Вообще, считалось, что мне, слишком худому и хилому, следует ограничить свою неугомонность, перестать носиться, как угорелому, и больше сидеть за чтением полезных книжек и за пианино, укрепляя пальцы и развивая слух музыкальными гаммами. Но моей усидчивости хватало только на нудные школьные часы, остальное время отдавалось двору – салочкам с колдунчинами, пряткам, прыгалкам, городкам и другим шумным играм, пришедшим к нам из подмосковских деревень, стремительно опустошавшихся набиравшими размах индустриализацией и коллективизацией.
* * *
В 1940 году после заключения пресловутого Пакта Рибентропа-Молотова из Германии в Москву приехали “по обмену опытом” немецкие специалисты-сталелитейщики. От этого события у нас в доме остался набор столовых ножей и вилок с выгравированными на них двумя пляшущими человечками, логотипом Рура. Еще в юности я почему-то думал, что это очень ценное столовое серебро, хранил его в отдельной упаковке и в повседневный обиход не пускал. Я даже привез его в Америку. На самом же деле, он оказался простым совсем потемневшим от времени железом, лишь чуть-чуть улучшенным какими-то никелевохромовыми присадками. По-видимому, в то время германскому Рейху было не к чему возить Советам дорогие изделия и, тем более, показывать некие свои разработки, важные для военной техники.
Мой папа работал в то время в одном из ведущих “почтовых ящиков”, как тогда назывались “номерные” закрытые учреждения оборонного назначения, названия и адреса которых скрывались за таинственными цифрами (номерами) и аббревиатурами. Так, его заведение обозначалось ТСПИ-6” (Государственный Специальный Проектный Институт № 6). Отец был довольно успешным инженером-металургом и, видимо, поэтому его неоднократно приглашали на всякие важные совещания, кажется, однажды он побывал даже у знаменитого промышленного наркома С.Орджоникидзе.
С одного такого, на сей раз немецко-советского, совещания, проходившего по вопросам технологии производства легированной низкоуглеродистой стали, папа принес как-то домой подаренный ему немцами красивый цанговый карандаш. Он лежал у него на письменном столе и манил меня своим ярким стальным блеском. Ну, конечно, я не удержался и днем, когда никого дома не было, решил выяснить, как выдвигается грифель из этого диковинного немецкого карандаша и что за пружинка у него внутри.
Грифель сломался сразу, а пружинка вылетела через пару минут. Пришедшая с работы мама заохала-заахала, безуспешно пыталась карандаш починить, потом сказала: “Вот уж тебе теперь достанется”.

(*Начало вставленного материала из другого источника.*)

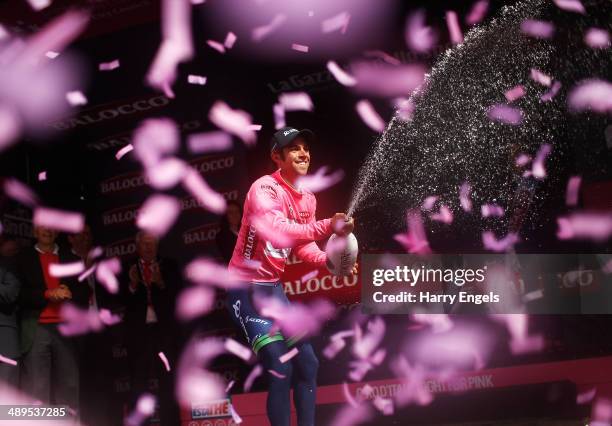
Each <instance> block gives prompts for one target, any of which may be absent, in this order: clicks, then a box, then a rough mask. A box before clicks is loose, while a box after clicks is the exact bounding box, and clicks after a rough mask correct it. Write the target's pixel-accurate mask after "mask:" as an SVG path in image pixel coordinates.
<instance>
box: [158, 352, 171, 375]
mask: <svg viewBox="0 0 612 426" xmlns="http://www.w3.org/2000/svg"><path fill="white" fill-rule="evenodd" d="M157 356H158V357H159V359H161V361H162V362H163V363H164V367H166V371H170V362H169V361H168V358H167V357H166V354H164V353H163V352H160V353H158V354H157Z"/></svg>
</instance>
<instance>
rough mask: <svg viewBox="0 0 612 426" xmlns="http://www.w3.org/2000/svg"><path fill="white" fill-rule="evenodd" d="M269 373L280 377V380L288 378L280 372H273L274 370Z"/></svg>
mask: <svg viewBox="0 0 612 426" xmlns="http://www.w3.org/2000/svg"><path fill="white" fill-rule="evenodd" d="M268 373H270V374H272V375H273V376H274V377H278V378H279V379H284V378H286V377H287V376H285V375H284V374H281V373H279V372H278V371H275V370H272V369H270V370H268Z"/></svg>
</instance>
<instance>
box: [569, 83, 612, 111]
mask: <svg viewBox="0 0 612 426" xmlns="http://www.w3.org/2000/svg"><path fill="white" fill-rule="evenodd" d="M567 103H568V105H569V108H570V111H573V112H581V111H585V110H589V109H590V110H593V111H595V112H599V113H606V112H607V113H609V112H611V111H612V84H610V83H609V82H608V81H604V80H599V79H590V80H583V81H581V82H580V83H578V85H576V86H575V87H574V88H573V89H572V91H571V92H570V94H569V96H568V98H567Z"/></svg>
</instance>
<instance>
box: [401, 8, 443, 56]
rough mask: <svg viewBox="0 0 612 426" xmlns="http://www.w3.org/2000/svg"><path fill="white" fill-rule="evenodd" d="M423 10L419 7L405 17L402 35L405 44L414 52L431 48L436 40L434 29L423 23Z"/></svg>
mask: <svg viewBox="0 0 612 426" xmlns="http://www.w3.org/2000/svg"><path fill="white" fill-rule="evenodd" d="M425 19H426V15H425V10H423V9H419V10H417V11H415V12H413V13H411V14H410V15H409V16H408V18H407V19H406V28H405V30H404V37H405V40H406V44H407V45H408V47H409V48H410V49H411V50H414V51H415V52H419V53H424V52H427V51H429V50H431V49H432V48H433V47H434V46H435V44H436V43H437V42H438V34H437V33H436V31H435V30H434V29H433V28H431V27H428V26H427V25H425Z"/></svg>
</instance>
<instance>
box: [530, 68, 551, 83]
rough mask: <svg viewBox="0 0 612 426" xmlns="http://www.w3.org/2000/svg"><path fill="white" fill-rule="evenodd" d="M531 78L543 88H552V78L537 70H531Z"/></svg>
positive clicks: (532, 79) (532, 68) (536, 69)
mask: <svg viewBox="0 0 612 426" xmlns="http://www.w3.org/2000/svg"><path fill="white" fill-rule="evenodd" d="M530 77H531V79H532V80H533V81H535V82H536V83H540V84H541V85H542V86H546V87H550V85H551V84H552V78H551V77H550V76H549V75H546V74H544V73H543V72H542V71H540V70H539V69H537V68H532V69H531V73H530Z"/></svg>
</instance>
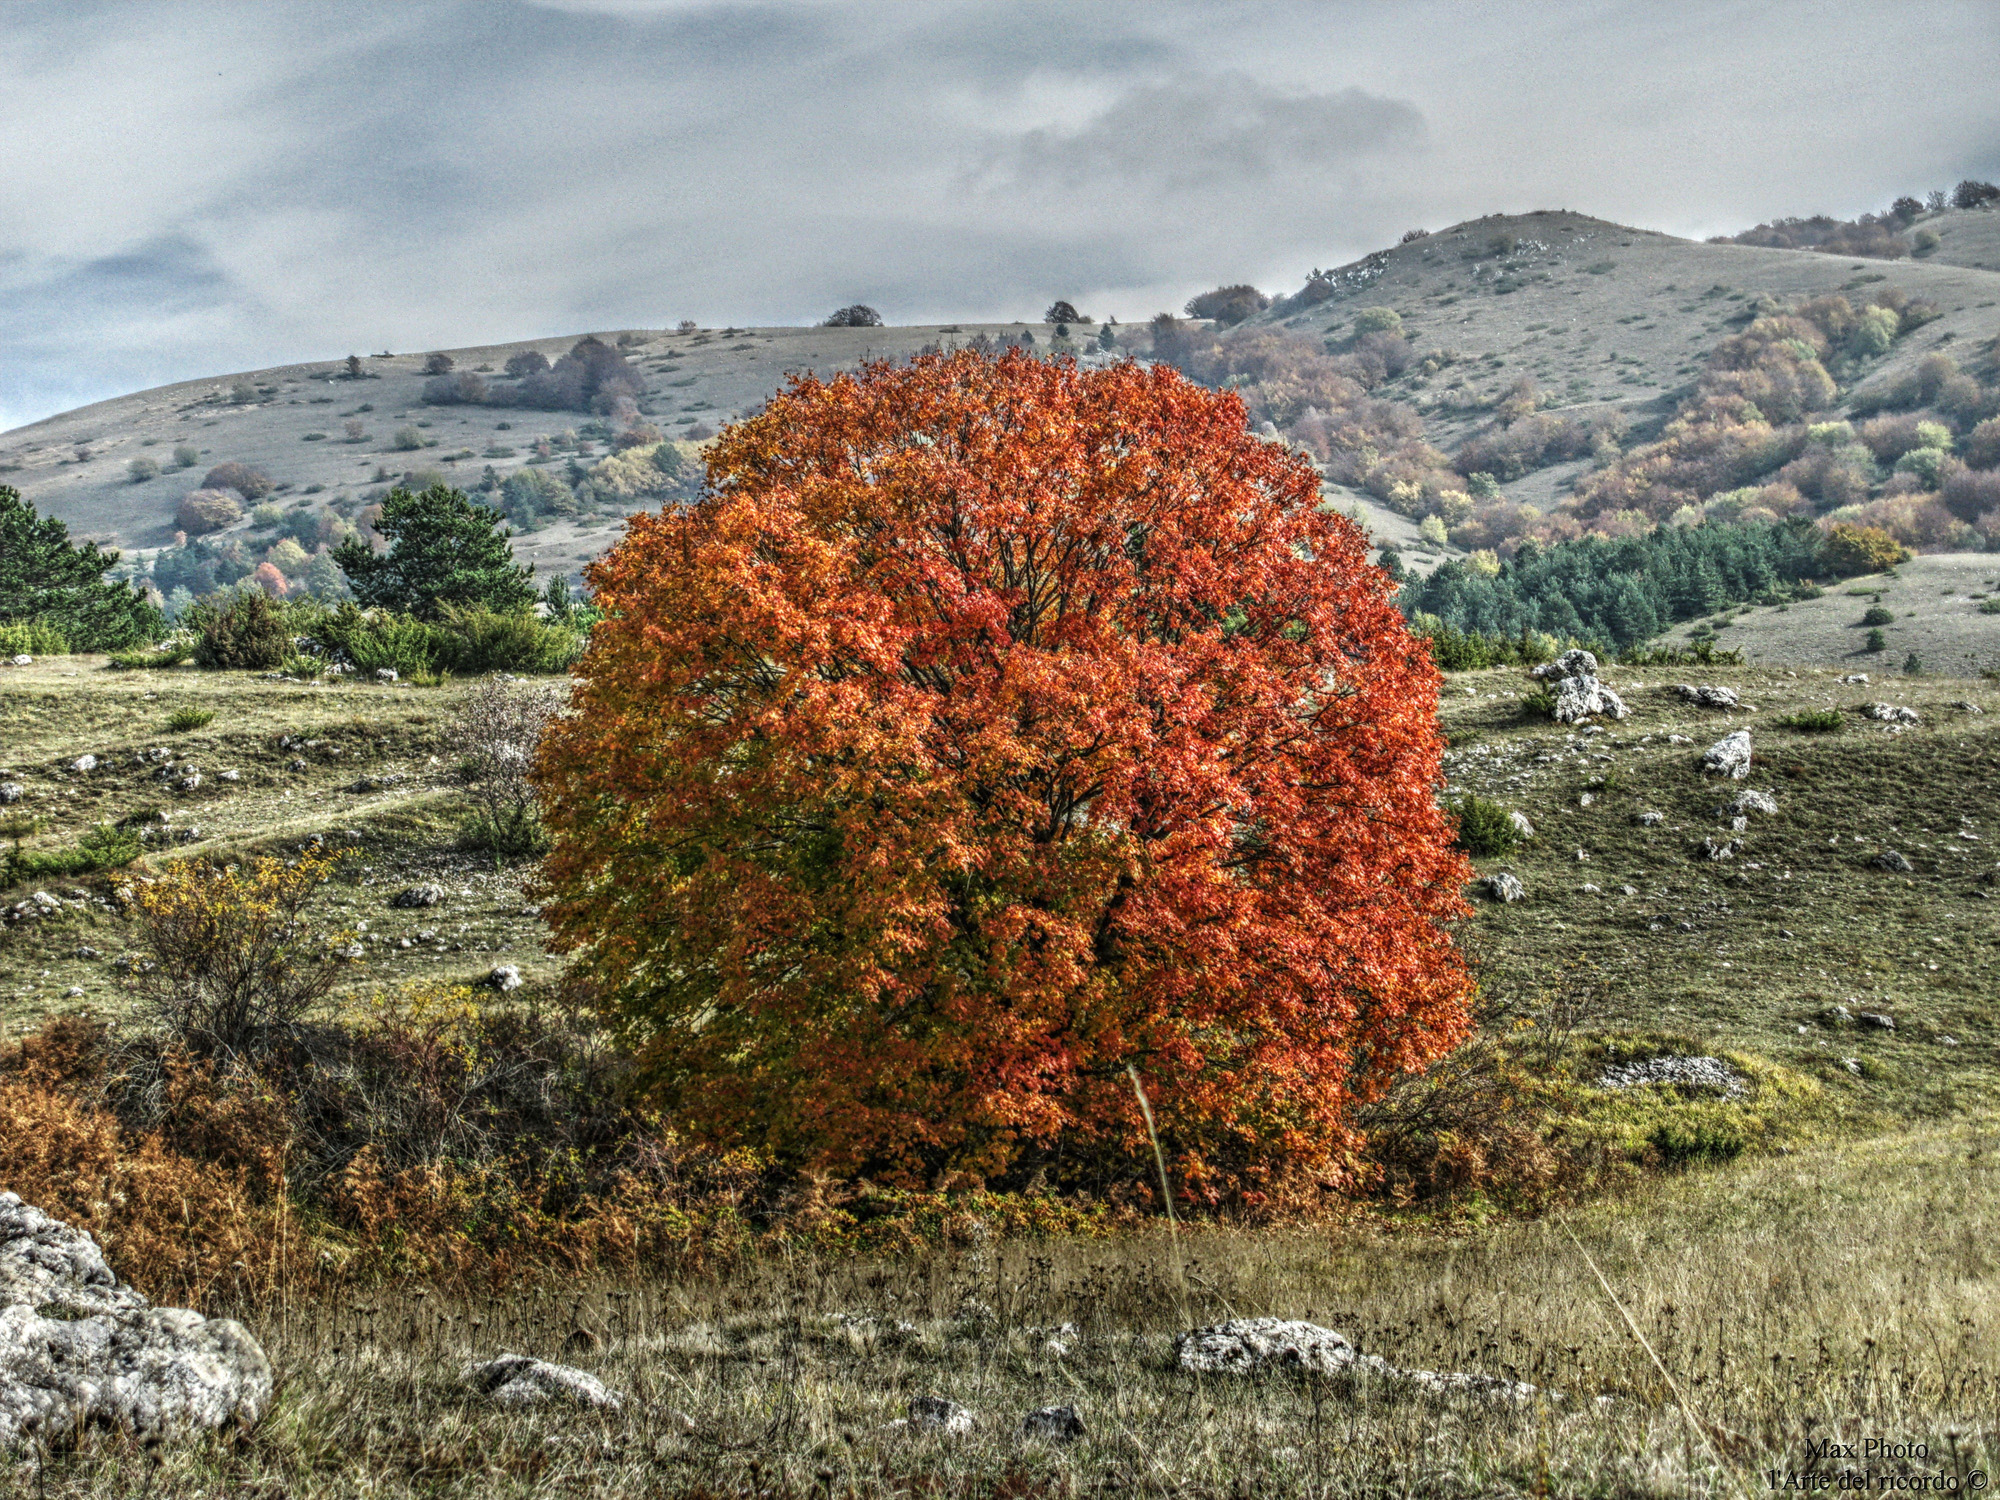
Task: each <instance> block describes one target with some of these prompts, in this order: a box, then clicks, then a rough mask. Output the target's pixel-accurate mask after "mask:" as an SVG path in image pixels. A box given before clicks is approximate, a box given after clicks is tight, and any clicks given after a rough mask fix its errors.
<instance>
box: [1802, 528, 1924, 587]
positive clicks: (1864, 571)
mask: <svg viewBox="0 0 2000 1500" xmlns="http://www.w3.org/2000/svg"><path fill="white" fill-rule="evenodd" d="M1908 560H1910V550H1908V548H1904V546H1902V544H1900V542H1898V540H1896V538H1894V536H1890V534H1888V532H1884V530H1882V528H1880V526H1852V524H1848V522H1834V524H1832V526H1830V528H1828V530H1826V540H1824V542H1820V564H1822V566H1824V568H1826V570H1828V572H1830V574H1834V576H1836V578H1850V576H1856V574H1870V572H1886V570H1888V568H1894V566H1896V564H1898V562H1908Z"/></svg>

Услышав в коридоре шаги отца, я страшно испугался и залез под широкую родительскую тахту, стоявшую у стены. Но к моей радости никакой взбучки не последовало, и маме с папой долго пришлось меня уговаривать вылезти из моего убежища, обещая, что порка мне не грозит. Потом я, как обычно, забрался под длинный байковый халат, в который отец всегда облачался, приходя с работы, и весь вечер ходил с ним по квартире из угла в угол.